A CAUTIONARY TALE

I am a victim of misinformation.

I may not be a victim of misinformation.

It could be that I am the victim of my own faith in what I see on the Internet.

I could be a victim of stupidity.

In my defense, I saw this on more than one internet site, so as a red-blooded American who defines seeing something on multiple www’s as actual research, I believed it.

The “personal trainers” on the web said that if you can’t sit down on the floor and then get up without USING YOUR HANDS, you will be dead in less than five years.

Five years.

I even watched the videos of these (obviously fit) people doing it. They put one foot behind the other, sort of like getting ready to curtsey, and then lowered themselves gracefully to the floor. They took a deep breath, then using just the strength in their ankles, calves, and thighs, sprang to their feet.

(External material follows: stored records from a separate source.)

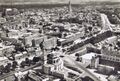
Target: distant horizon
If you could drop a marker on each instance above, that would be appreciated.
(54, 1)
(43, 2)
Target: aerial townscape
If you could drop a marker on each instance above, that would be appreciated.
(60, 42)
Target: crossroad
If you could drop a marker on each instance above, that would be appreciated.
(68, 61)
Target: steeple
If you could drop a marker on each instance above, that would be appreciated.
(69, 7)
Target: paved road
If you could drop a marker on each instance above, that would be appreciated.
(72, 63)
(13, 72)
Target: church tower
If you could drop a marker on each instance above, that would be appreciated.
(69, 8)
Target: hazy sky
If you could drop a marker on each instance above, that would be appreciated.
(64, 1)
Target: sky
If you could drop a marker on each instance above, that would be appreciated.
(56, 1)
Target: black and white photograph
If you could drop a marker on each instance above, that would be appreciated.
(59, 40)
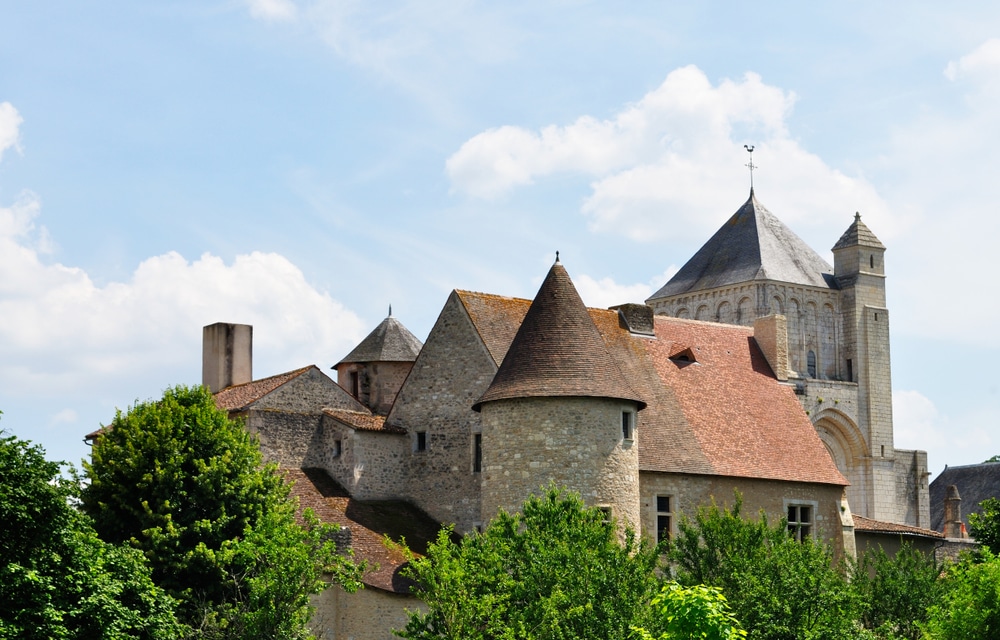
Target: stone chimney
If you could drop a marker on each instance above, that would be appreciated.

The thinking behind this, and I am not sure whether nine out of ten doctors agree, or if there is some study published somewhere that says that if you can’t do this, it is an indication of your overall health, and being too weak to spring up from sitting cross-legged in a single movement means you will get cancer, a stroke, or break a hip. Then die. The research wasn’t cited.

However, I saw these videos and realized that my death is imminent.

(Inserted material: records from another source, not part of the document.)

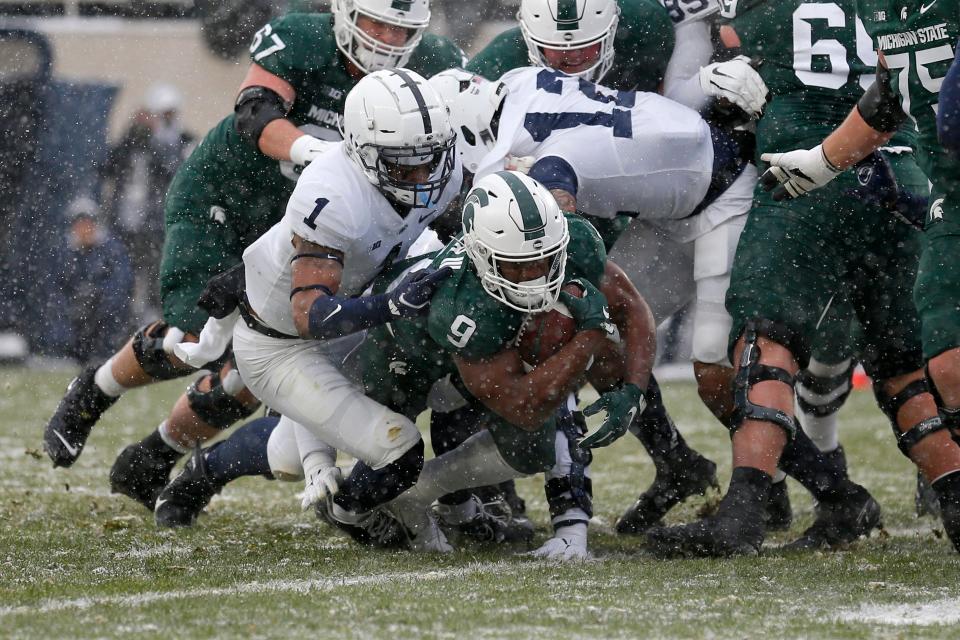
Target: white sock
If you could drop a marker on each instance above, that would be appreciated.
(104, 379)
(822, 430)
(169, 440)
(572, 533)
(475, 463)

So I began to practice. First, I lowered myself down next to the bed, so I could use it for balance, in case I began to fall. I began to fall. The bed didn’t help. So I landed hard on my ass. But I was down there, at least.

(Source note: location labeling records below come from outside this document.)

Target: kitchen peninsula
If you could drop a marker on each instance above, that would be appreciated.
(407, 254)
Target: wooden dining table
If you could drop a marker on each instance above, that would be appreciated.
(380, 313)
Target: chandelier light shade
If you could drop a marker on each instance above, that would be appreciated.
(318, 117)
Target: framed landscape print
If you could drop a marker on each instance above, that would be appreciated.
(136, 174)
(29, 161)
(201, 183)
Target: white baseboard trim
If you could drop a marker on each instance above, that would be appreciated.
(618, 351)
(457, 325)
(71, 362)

The experts said to lean back a little, and rock forward to create momentum. The momentum would get you started, and then you could just sort of roll up into a full stand.

I tried this a number of times, unsuccessfully.

Then I managed to roll up onto one knee, then struggle up somehow twisting as if being mugged, but I managed to stand. Without using my hands, goddammit.

I was so excited that I was going to live at least six more years, that I called my husband to come and witness. “Watch, Charlie!” And I did it again.

I was so proud of myself. I was fit. I was in for a long future.

The next morning, I could barely move.

My chiropractor asked me if I had any ivermectin in my medicine cabinet, in case of emergency.